Setting Up Database Replication with Existing Data in MySQL on Fedora 14

On the master (192.168.26.6)

Creating a User for Replication
mysql> create user ‘repl’ identified by ‘slavepass’;
mysql> grant replication slave on *.* to ‘repl’;

Setting the Replication Master Configuration
Stop the MySQL servive and add the following two lines into the mysqld section of the /etc/my.cnf file.

[mysqld]
log-bin=mysql-bin
server-id=6

After changing, start the mysql service.

Obtaining the Replication Master Binary Log Coordinates
Flush all tables and block write statements

mysql> FLUSH TABLES WITH READ LOCK;

Open another terminal, and check the current binary log file name and position

 

 

 

The File column shows the name of the log file and Position shows the position within the file. Record these values. We need them later when we are setting up the slave.

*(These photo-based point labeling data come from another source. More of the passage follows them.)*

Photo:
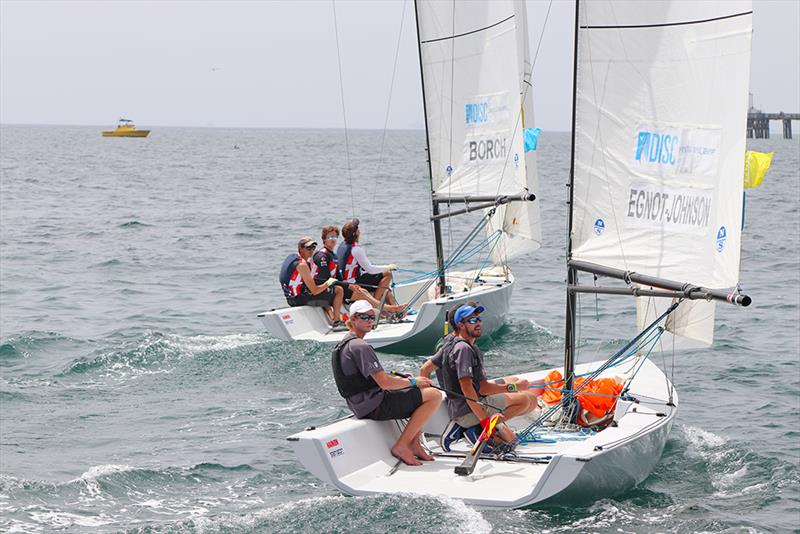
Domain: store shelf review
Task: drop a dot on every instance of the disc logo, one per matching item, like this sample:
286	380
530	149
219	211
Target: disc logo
656	147
599	227
477	112
722	234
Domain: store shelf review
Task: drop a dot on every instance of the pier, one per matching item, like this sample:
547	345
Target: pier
758	123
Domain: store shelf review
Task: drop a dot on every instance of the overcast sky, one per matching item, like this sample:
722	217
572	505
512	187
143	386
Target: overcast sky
274	64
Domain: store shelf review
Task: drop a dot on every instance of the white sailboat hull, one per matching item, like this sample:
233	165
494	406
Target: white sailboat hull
417	332
353	455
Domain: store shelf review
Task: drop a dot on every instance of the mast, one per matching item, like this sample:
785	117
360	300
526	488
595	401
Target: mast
572	273
437	225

Creating a Data Snapshot Using mysqldump
# mysqldump -uroot -ppassword –all-databases –lock-all-tables > dbdump.db

After creating the snapshot, unlock the tables in the terminal running “FLUSH” command
mysql> UNLOCK TABLES;

On the slave (192.168.26.67)

Setting the Replication Slave Configuration
Stop the MySQL servive and add the following line into the mysqld section of the /etc/my.cnf file.

[mysqld]
server-id=67

Then start the server using the –skip-slave-start option so that replication does not start.
# service mysqld start –skip-slave-start

Import the dump file
Copy the dbdump.db file from the master server to local, and then import the dump file
# mysql -u root -p < dbdump.db

Setting the Master Configuration on the Slave

mysql> change master to
-> master_host=’192.168.26.6′,
-> master_user=’repl’,
-> master_password=’slavepass’,
-> master_log_file=‘mysql-bin.000001’,
-> master_log_pos=1330851;

Start the slave
mysql> start slave;

Check the slave status

 

 

 

 

 

 

 

 

 

From the image, we can see “Slave_IO_Running: Yes” and “Slave_SQL_Running: Yes”. It indicates that the replication is normal.

We also can run “show master status” at the master server and “show slave status\G” at the slave server repeatedly to compare “Position” with “Read_Master_Log_Pos”, we will find they are generally approaching.